The convenience however, eventually lulled me into a daze, the same way it did everyone else, and I looked up one day and realized that everything had gotten out of hand, and I wanted to go back: I had all of the music in the world at my fingertips and none of the ownership, none of the tangibility, none of the physicality, and to boot, the artists I loved were being shafted as well, making less money off of more music, in a complete inversion of the economic dynamics of the music industry prior.
I wanted to wind the clock cycle back, back to a time where technology was an enhancement, a tool for expanding the experience of music, as opposed to an overlord, something that had say on how I could consume my music, and what it meant to purchase or pay for it.
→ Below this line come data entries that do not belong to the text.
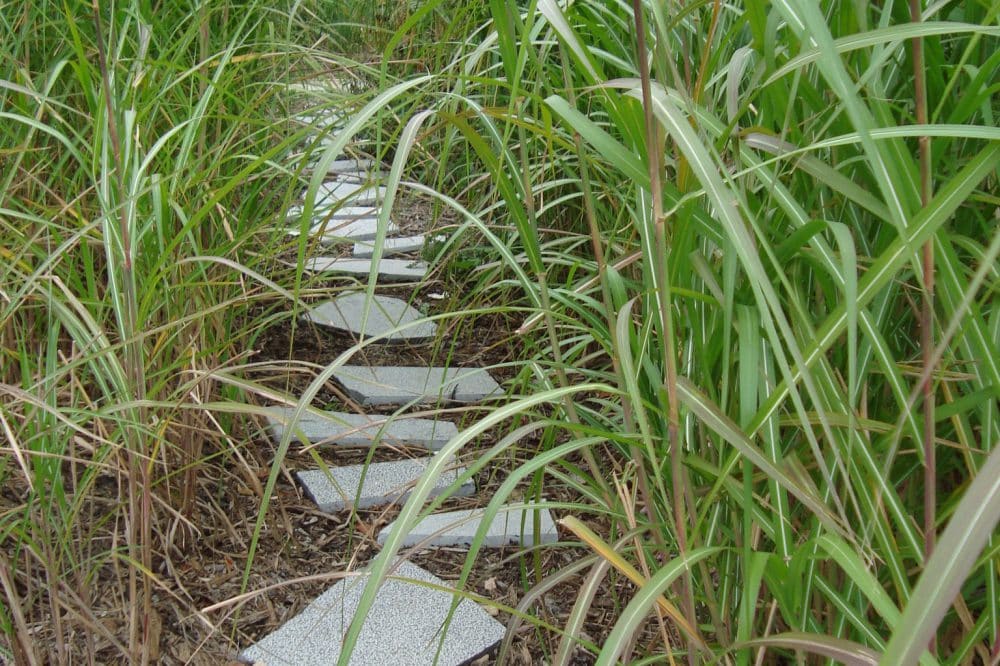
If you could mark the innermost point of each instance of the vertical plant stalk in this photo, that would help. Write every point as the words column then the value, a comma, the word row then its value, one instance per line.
column 139, row 531
column 596, row 242
column 927, row 310
column 666, row 321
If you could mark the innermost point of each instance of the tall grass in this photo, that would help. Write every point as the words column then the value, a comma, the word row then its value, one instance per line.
column 718, row 242
column 138, row 150
column 779, row 409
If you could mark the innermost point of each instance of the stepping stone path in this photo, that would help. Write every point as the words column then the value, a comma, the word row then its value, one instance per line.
column 346, row 429
column 415, row 620
column 397, row 384
column 388, row 270
column 403, row 627
column 337, row 488
column 355, row 314
column 515, row 526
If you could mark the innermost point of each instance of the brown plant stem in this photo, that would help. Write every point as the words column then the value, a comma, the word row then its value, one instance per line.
column 666, row 321
column 139, row 522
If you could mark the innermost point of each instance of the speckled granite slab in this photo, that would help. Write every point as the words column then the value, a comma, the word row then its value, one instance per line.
column 345, row 429
column 405, row 626
column 384, row 483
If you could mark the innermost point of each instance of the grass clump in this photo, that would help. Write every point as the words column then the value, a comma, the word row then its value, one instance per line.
column 750, row 252
column 754, row 256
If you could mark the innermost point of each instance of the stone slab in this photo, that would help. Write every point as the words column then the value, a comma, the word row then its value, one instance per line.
column 321, row 121
column 346, row 429
column 394, row 385
column 403, row 627
column 384, row 483
column 385, row 314
column 346, row 165
column 389, row 270
column 358, row 193
column 512, row 526
column 340, row 229
column 391, row 247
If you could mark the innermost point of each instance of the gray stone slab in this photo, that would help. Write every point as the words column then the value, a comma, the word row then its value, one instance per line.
column 389, row 270
column 384, row 483
column 357, row 193
column 346, row 429
column 510, row 527
column 405, row 626
column 321, row 121
column 355, row 213
column 348, row 166
column 385, row 313
column 343, row 229
column 391, row 247
column 393, row 385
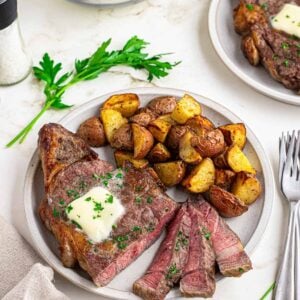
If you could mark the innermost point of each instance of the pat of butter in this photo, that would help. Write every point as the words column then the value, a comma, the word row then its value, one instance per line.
column 95, row 213
column 288, row 20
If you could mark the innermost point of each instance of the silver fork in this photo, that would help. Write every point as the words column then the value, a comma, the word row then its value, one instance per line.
column 288, row 278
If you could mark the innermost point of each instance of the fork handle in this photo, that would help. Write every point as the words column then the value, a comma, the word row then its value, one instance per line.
column 288, row 278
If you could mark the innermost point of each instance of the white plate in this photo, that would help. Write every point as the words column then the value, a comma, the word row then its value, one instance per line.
column 249, row 226
column 227, row 44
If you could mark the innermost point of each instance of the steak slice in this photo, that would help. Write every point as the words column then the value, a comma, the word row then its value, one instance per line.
column 167, row 266
column 60, row 148
column 230, row 255
column 198, row 278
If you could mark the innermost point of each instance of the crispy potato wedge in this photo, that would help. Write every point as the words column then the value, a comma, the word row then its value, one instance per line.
column 159, row 153
column 175, row 135
column 122, row 156
column 246, row 187
column 226, row 203
column 187, row 152
column 142, row 141
column 170, row 173
column 234, row 134
column 92, row 131
column 224, row 178
column 186, row 108
column 160, row 129
column 210, row 143
column 123, row 138
column 126, row 104
column 238, row 161
column 112, row 120
column 201, row 178
column 162, row 105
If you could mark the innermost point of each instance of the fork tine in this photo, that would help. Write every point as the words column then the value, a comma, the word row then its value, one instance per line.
column 289, row 157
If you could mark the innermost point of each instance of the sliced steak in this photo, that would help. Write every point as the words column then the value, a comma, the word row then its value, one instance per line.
column 198, row 278
column 230, row 255
column 167, row 266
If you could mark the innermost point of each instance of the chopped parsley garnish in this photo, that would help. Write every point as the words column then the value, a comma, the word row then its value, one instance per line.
column 172, row 271
column 55, row 213
column 250, row 6
column 76, row 224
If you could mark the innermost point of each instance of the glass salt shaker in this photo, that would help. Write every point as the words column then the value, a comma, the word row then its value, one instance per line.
column 15, row 64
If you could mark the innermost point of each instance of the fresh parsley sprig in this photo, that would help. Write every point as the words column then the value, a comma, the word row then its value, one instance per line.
column 100, row 61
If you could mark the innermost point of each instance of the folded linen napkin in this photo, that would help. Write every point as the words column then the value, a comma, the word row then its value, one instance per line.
column 23, row 275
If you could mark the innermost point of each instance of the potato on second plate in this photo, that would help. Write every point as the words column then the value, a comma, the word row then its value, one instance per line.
column 246, row 187
column 126, row 104
column 201, row 178
column 170, row 173
column 112, row 120
column 186, row 108
column 142, row 141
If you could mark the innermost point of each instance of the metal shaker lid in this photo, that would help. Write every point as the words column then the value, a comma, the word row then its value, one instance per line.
column 8, row 12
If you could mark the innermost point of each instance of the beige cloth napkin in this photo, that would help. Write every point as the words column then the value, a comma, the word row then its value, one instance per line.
column 23, row 275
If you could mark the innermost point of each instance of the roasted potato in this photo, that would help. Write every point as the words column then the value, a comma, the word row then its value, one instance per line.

Music wasn’t the only victim to this dynamic and change in landscape- video games have truly been, in my opinion, gutted by this subscription, cloud based dynamic. I stopped gaming somewhere around the release of the PS3, and by time I picked it pack up when the PS4 was, not old, but not new either, there were game passes required to play online, I was paying extra for DLC, and it was repugnant. Nowadays, sometimes games don’t even have much of a story line, or campaign, that’s merely an offhand thought compared to the online multi-player aspect of the game.
Nothing really made sense about the idea of me purchasing a game, but then having to continue to purchase pieces of the game that were being continually released. I mean, sure, there were hidden characters to unlock, and outfits, and maybe some levels, but the most extreme version of this was maybe getting a Deoxys or Jirachi at some pokemon gaming convention.
In short, perhaps what I’m trying to say is that I miss the concrete feeling of ownership, the physicality, the straightforwardness, the completeness of the way media consumption used to be. The feeling of there being a solid exchange between the recipient of some media, and the producer of it- an honest exchange between parties that benefitted them both equally (well, maybe this is a bit idealistic, but it was certainly more fair than it is now, in my opinion).
Of course it’s nice to not have to lug around games and CD’s, lord knows I remember hauling a bag half my size as a pre-teen, into the car, on the way to a friends house for the weekend, but it was delightful: I had in my possession all of the media that I wanted to share with friends and there was nothing a third party or platform could do about that once the cash had been tendered.
Not to mention the amount of friendships and camaradarie of trading albums, and discs and cartridges and memory cards to friends, over weekends and breaks from school.
Perhaps I’m simply an unc, and am nostalgic for the way things were, but maybe there’s something being, dare I say, stolen from younger generations, in terms of their relationship to media, and its relationship their experience of youth, and growing up, and bonding over shared experiences with said media.
This post may be a bit all over the place, but it’s something that’s been floating around my psyche for a while now.
Maybe it’s time to wind the clock cycle back.